Photo: Miroslav Bobek, Prague Zoo
Years ago, I was collecting information on an old drift that ends near the aviary of bald ibises. Historians of mining were surveying it on that occasion. They were digging down there in a tight place to check if the drift had a turn-off. I reached them when they were finishing and called out to them, asking what they had found. Nothing. Still, I crawled to them on my knees and across a pile of soil asked again. Really nothing? Nothing. In disappointment, I dug into the soil—and I was astonished. I was holding a magazine with five live cartridges!
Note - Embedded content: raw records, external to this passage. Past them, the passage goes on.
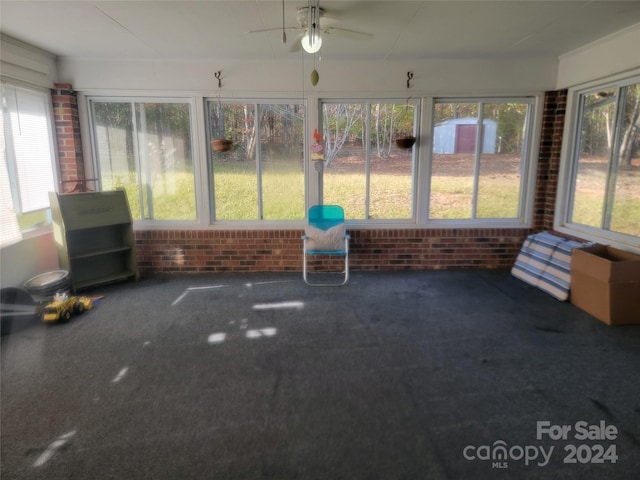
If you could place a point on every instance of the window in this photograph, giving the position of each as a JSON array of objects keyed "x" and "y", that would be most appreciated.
[
  {"x": 27, "y": 171},
  {"x": 145, "y": 148},
  {"x": 261, "y": 175},
  {"x": 479, "y": 159},
  {"x": 363, "y": 169},
  {"x": 604, "y": 196}
]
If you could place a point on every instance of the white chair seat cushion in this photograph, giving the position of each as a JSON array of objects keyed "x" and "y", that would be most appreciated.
[{"x": 331, "y": 239}]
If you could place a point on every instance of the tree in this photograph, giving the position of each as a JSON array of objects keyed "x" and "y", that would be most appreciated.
[{"x": 630, "y": 141}]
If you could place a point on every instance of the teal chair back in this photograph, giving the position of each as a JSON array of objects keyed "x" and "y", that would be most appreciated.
[{"x": 326, "y": 216}]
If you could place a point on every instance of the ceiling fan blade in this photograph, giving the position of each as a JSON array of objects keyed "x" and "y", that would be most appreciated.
[
  {"x": 296, "y": 46},
  {"x": 344, "y": 32},
  {"x": 277, "y": 29}
]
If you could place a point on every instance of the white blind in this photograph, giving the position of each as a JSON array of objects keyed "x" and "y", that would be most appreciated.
[
  {"x": 9, "y": 230},
  {"x": 32, "y": 150}
]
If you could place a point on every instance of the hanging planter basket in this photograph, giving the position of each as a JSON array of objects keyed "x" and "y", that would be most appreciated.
[
  {"x": 221, "y": 144},
  {"x": 405, "y": 142}
]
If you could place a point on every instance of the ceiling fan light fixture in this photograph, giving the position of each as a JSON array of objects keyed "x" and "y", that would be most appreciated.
[{"x": 311, "y": 43}]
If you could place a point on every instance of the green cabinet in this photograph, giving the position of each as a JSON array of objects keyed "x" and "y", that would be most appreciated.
[{"x": 94, "y": 237}]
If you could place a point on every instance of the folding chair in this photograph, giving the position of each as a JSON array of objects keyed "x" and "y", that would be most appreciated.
[{"x": 326, "y": 235}]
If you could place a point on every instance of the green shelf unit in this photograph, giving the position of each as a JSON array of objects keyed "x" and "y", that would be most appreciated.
[{"x": 94, "y": 237}]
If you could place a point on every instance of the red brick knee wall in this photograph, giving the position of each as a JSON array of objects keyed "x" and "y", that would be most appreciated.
[{"x": 200, "y": 251}]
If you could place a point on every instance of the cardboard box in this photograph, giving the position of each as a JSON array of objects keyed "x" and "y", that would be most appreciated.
[{"x": 605, "y": 282}]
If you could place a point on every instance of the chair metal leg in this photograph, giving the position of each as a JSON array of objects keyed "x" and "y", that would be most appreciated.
[{"x": 345, "y": 272}]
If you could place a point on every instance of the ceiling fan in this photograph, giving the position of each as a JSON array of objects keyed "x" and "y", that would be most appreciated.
[{"x": 313, "y": 24}]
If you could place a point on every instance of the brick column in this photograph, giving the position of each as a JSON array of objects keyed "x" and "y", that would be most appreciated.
[
  {"x": 65, "y": 113},
  {"x": 555, "y": 105}
]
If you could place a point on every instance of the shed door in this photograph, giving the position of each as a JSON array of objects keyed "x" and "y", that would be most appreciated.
[{"x": 465, "y": 139}]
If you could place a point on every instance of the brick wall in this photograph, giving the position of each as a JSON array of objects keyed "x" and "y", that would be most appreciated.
[
  {"x": 71, "y": 161},
  {"x": 555, "y": 105},
  {"x": 180, "y": 251},
  {"x": 198, "y": 251}
]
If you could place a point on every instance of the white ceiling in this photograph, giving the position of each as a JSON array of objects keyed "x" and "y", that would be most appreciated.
[{"x": 401, "y": 30}]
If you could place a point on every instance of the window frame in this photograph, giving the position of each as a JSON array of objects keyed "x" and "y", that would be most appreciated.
[
  {"x": 569, "y": 165},
  {"x": 529, "y": 159},
  {"x": 418, "y": 104},
  {"x": 209, "y": 178},
  {"x": 194, "y": 113},
  {"x": 313, "y": 107},
  {"x": 13, "y": 171}
]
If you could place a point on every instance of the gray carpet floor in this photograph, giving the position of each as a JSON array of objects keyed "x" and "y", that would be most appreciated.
[{"x": 404, "y": 375}]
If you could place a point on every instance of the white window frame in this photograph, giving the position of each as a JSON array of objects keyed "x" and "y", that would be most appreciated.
[
  {"x": 195, "y": 112},
  {"x": 257, "y": 102},
  {"x": 568, "y": 164},
  {"x": 13, "y": 205},
  {"x": 415, "y": 181},
  {"x": 530, "y": 153}
]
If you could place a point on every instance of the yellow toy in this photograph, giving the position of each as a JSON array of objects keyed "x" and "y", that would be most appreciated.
[{"x": 63, "y": 306}]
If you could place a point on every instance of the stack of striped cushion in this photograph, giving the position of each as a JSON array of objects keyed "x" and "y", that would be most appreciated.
[{"x": 545, "y": 262}]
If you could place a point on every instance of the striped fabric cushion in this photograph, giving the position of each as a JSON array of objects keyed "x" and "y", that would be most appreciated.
[{"x": 545, "y": 262}]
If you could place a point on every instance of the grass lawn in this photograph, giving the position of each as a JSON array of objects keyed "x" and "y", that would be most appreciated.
[{"x": 236, "y": 194}]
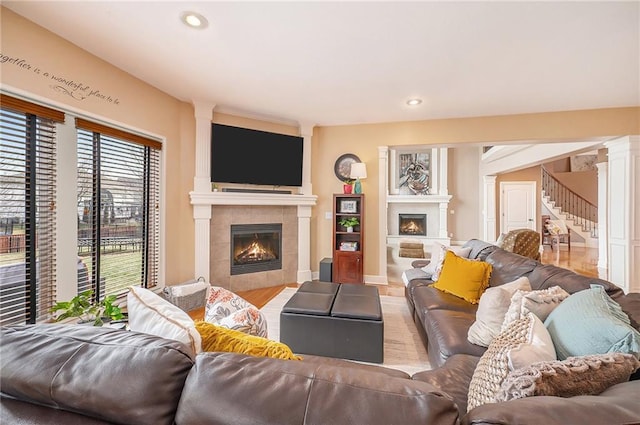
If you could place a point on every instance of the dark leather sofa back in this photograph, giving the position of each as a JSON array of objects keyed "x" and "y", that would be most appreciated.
[
  {"x": 228, "y": 388},
  {"x": 479, "y": 249},
  {"x": 507, "y": 266},
  {"x": 103, "y": 373}
]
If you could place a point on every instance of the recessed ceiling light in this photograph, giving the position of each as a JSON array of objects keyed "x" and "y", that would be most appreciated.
[{"x": 194, "y": 20}]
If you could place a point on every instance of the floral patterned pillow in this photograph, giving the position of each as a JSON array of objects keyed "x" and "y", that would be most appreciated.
[{"x": 224, "y": 308}]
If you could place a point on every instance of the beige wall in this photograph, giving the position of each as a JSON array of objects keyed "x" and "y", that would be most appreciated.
[
  {"x": 141, "y": 106},
  {"x": 363, "y": 140},
  {"x": 128, "y": 102}
]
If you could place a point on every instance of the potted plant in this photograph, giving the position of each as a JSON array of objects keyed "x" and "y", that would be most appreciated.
[
  {"x": 83, "y": 307},
  {"x": 347, "y": 187},
  {"x": 349, "y": 222}
]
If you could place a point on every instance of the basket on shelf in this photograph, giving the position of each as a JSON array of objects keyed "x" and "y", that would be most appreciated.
[{"x": 189, "y": 295}]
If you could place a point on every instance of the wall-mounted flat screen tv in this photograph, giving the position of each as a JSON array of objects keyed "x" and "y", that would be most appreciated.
[{"x": 242, "y": 155}]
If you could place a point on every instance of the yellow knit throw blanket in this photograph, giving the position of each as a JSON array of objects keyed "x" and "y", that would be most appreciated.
[{"x": 218, "y": 338}]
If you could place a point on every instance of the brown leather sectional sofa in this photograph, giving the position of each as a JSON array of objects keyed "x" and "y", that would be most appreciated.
[
  {"x": 75, "y": 374},
  {"x": 443, "y": 321},
  {"x": 65, "y": 374}
]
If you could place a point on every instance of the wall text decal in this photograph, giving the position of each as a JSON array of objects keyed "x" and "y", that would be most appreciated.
[{"x": 74, "y": 89}]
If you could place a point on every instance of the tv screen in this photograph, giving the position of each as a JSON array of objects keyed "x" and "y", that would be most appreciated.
[{"x": 241, "y": 155}]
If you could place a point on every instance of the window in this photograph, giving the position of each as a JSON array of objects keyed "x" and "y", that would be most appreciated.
[
  {"x": 118, "y": 209},
  {"x": 27, "y": 210}
]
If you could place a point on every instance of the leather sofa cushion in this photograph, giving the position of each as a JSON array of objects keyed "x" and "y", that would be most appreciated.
[
  {"x": 614, "y": 405},
  {"x": 548, "y": 275},
  {"x": 332, "y": 361},
  {"x": 104, "y": 373},
  {"x": 449, "y": 330},
  {"x": 429, "y": 298},
  {"x": 232, "y": 388},
  {"x": 508, "y": 266},
  {"x": 479, "y": 249},
  {"x": 454, "y": 376}
]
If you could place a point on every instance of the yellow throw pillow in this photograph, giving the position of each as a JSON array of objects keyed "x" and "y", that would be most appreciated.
[
  {"x": 218, "y": 338},
  {"x": 463, "y": 278}
]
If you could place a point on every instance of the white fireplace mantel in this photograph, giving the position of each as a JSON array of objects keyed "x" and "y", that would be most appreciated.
[
  {"x": 203, "y": 201},
  {"x": 413, "y": 199},
  {"x": 251, "y": 198}
]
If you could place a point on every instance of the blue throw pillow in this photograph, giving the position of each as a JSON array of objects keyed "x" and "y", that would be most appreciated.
[{"x": 590, "y": 322}]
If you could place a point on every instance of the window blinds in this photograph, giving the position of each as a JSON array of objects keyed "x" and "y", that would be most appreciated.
[
  {"x": 118, "y": 207},
  {"x": 27, "y": 210}
]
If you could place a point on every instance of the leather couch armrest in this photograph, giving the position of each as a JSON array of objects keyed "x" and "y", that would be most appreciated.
[{"x": 418, "y": 264}]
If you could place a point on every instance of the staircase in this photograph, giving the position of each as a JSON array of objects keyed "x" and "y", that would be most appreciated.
[{"x": 580, "y": 215}]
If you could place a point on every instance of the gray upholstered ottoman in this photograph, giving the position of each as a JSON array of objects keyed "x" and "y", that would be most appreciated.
[{"x": 334, "y": 320}]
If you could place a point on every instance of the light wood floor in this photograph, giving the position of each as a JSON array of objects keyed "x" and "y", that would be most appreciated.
[{"x": 581, "y": 260}]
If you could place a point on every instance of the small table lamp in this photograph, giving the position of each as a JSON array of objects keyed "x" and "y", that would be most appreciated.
[{"x": 358, "y": 171}]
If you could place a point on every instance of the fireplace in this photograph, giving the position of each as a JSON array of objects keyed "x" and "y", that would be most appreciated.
[
  {"x": 255, "y": 248},
  {"x": 412, "y": 224}
]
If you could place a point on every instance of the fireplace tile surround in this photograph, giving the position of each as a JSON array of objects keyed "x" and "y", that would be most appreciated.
[{"x": 223, "y": 216}]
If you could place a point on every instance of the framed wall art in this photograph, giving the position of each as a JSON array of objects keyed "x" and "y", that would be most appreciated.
[
  {"x": 348, "y": 206},
  {"x": 414, "y": 172}
]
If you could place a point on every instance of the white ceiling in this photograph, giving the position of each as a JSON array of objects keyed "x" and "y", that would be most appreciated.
[{"x": 334, "y": 63}]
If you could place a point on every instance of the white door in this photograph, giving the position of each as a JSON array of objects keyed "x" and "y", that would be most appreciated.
[{"x": 517, "y": 206}]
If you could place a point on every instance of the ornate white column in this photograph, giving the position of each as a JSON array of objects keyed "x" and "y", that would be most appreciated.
[
  {"x": 383, "y": 192},
  {"x": 203, "y": 112},
  {"x": 304, "y": 243},
  {"x": 444, "y": 216},
  {"x": 489, "y": 208},
  {"x": 603, "y": 194},
  {"x": 623, "y": 215},
  {"x": 443, "y": 161}
]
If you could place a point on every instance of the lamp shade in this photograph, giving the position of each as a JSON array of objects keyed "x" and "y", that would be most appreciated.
[{"x": 358, "y": 170}]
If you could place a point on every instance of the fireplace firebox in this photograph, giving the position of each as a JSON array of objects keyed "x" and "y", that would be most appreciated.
[
  {"x": 412, "y": 224},
  {"x": 255, "y": 247}
]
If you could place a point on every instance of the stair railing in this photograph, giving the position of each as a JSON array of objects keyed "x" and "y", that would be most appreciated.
[{"x": 582, "y": 212}]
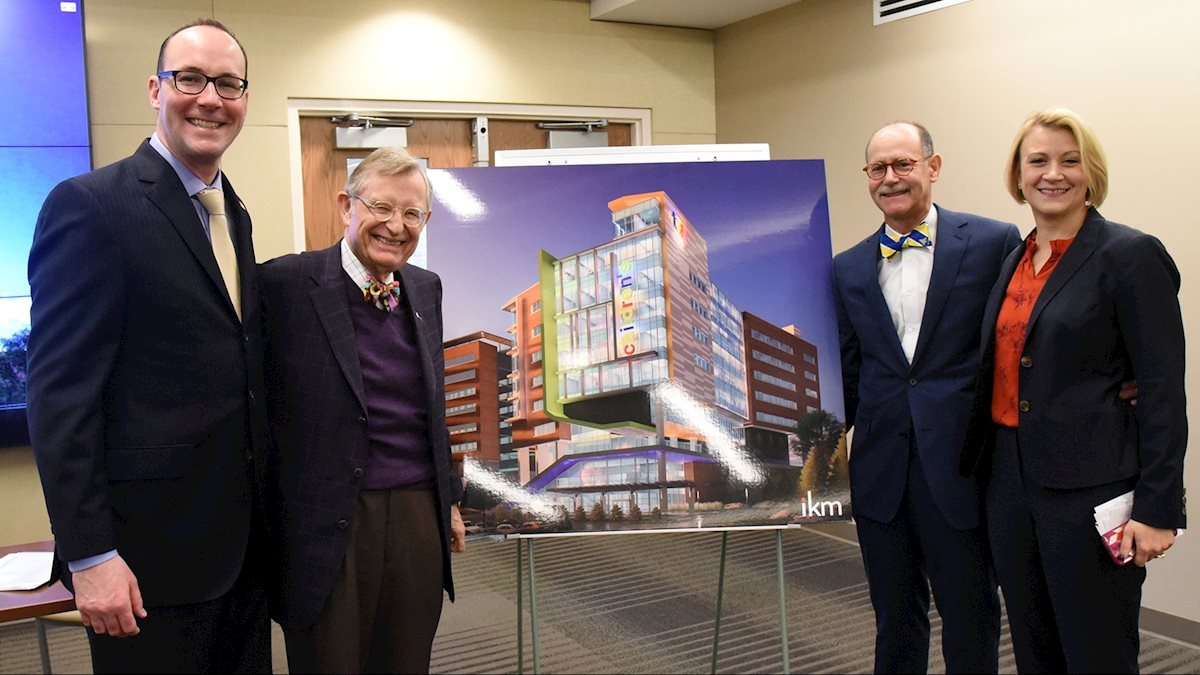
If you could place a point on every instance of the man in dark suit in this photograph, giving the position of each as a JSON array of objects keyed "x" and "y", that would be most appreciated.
[
  {"x": 363, "y": 490},
  {"x": 145, "y": 381},
  {"x": 910, "y": 300}
]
One possible thought was that it was a remnant of the weapons that had been hidden here during the occupation. When someone was quickly retrieving the rifle—and maybe other weapons as well—along with the ammunition, one magazine was left here. Who knows, maybe it was missed dearly a few hours later…
I took the magazine to my office and the next morning we called the police. When two policemen came and persistently demanded the information about the ammunition in the Information Centre at the main entrance, the colleague first thought it was a joke. Later the uniformed police officers called in the bomb disposal squad with a van full of top-of-the-line equipment including a special robot.
Unfortunately, the bomb disposal experts took the magazine away for disposal; fortunately, I took photos of it beside a ruler the previous evening. And I started searching.
The bomb disposal experts expressed their opinion that it was ammunition for a German Mauser rifle. Nevertheless, I sent the picture of the magazine to two experts. The first one wrote that these were most probably 6.5x51SR Arisaka cartridges, a modernized version that was introduced in 1905. The second one confirmed that it was indeed a Japanese Arisaka cartridge and added that after the World War I these cartridges were produced by Jiří Roth company from Bratislava. Since Russian legionnaires brought Japanese Arisaka rifles from their anabasis in large quantities…
Then it was easy to find that during the period between the wars these rifles were used in various shooting clubs like for example Národní svaz střelecký (National Shooting Union). And it was for these clubs that cartridges were produced. Finally, at the very end I had read that Arisaka rifles served also during the Prague Uprising.
I think that after these discoveries there is not much space left for doubts about the origin of the magazine from the drift in our zoo. Although I have only its photo, it is enough for commemoration of how our predecessors risked their lives in the fight for freedom.